Mortgage Dictionary -> Piti
The 4 components of a mortgage - Principal, interest, taxes and insurance
The concept of a mortgage seems rather simple. You take out a loan in order to pay for your house, and gradually pay the loan back over 30 years at a payment amount set by the lender. While this is essentially what happens with mortgages, you probably don't realize the true components of every mortgage: principal, interest, taxes and insurance. If you're wondering just where your mortgage money is going, you'll want to read on to understand PITI.
What is PITI?
PITI is simply an acronym that stands for principal, interest, taxes, and insurance. Every mortgage includes these four things, whether you realize it or not. And each component is extremely important as well.
If you think back to your high school economics class, you might remember the definition of principal. If not, here it is again. The principal is the amount of money you borrowed. So if you took out a mortgage at $120,000, the principal would be $120,000. As you pay off the mortgage, the principal goes down.
Why would a lender give you a loan if there's nothing in it for them? Interest is simply the lender's cut of the transaction it's what they get for allowing you the privilege of borrowing their money. The interest of the loan is based off of an annual interest rate usually between 5 and 13% - and also the principal of the loan. Depending on the principal and interest rate, you may be spending anywhere from $20-$200 in interest per month.
While not always built directly into the mortgage, taxes still factor into the equation. Taxes apply to the property itself and are based on the rates that the city in which the property is in has determined. Taxes are usually a rather big part of owning property, as they can cost the homeowner thousands of dollars per year.
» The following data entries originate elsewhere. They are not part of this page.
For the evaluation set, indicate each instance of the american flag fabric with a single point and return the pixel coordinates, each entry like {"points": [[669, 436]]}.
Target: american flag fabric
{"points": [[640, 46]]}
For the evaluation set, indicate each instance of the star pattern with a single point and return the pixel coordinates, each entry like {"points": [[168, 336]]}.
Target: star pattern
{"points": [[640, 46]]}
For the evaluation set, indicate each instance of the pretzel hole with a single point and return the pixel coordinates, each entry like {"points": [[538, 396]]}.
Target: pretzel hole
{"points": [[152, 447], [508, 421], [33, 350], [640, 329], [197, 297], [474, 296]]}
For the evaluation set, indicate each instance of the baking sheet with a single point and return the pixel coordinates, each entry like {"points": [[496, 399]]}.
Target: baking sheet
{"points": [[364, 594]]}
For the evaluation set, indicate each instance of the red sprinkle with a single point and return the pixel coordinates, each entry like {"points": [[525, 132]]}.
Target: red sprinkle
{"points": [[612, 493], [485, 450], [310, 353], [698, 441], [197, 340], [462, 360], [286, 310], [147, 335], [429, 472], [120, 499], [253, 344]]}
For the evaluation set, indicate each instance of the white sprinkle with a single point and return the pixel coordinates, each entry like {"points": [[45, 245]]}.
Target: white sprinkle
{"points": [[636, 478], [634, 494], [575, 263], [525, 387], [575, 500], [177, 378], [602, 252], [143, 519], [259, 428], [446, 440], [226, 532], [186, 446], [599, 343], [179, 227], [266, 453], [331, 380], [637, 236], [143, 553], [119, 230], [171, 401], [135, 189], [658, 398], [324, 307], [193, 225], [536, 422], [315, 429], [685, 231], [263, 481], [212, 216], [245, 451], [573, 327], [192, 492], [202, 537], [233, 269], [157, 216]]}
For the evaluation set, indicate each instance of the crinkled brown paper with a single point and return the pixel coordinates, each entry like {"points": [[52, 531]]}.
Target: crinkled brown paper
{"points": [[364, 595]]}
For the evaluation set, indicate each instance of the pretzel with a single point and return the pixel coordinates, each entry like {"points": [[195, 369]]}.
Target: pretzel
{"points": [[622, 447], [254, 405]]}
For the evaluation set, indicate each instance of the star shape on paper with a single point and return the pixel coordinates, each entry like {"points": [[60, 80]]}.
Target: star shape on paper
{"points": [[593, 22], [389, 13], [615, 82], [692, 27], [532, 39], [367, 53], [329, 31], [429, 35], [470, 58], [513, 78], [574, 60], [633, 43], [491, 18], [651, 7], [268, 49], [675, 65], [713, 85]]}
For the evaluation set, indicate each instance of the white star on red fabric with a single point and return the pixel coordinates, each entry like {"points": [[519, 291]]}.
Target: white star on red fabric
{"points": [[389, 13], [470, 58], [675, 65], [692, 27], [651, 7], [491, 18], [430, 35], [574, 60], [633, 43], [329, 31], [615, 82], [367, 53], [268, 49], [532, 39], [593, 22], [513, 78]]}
Practically all mortgage lenders require that the properties in the mortgage are covered by some form of homeowners insurance. In almost all cases, the price of this insurance is wrapped into the monthly mortgage payments, so there's a good possibility that you're doling out $100 of your mortgage payments every month to the insurance company. The insurance, of course, is useful in the case of an accident on your property, as it will take care of those costs.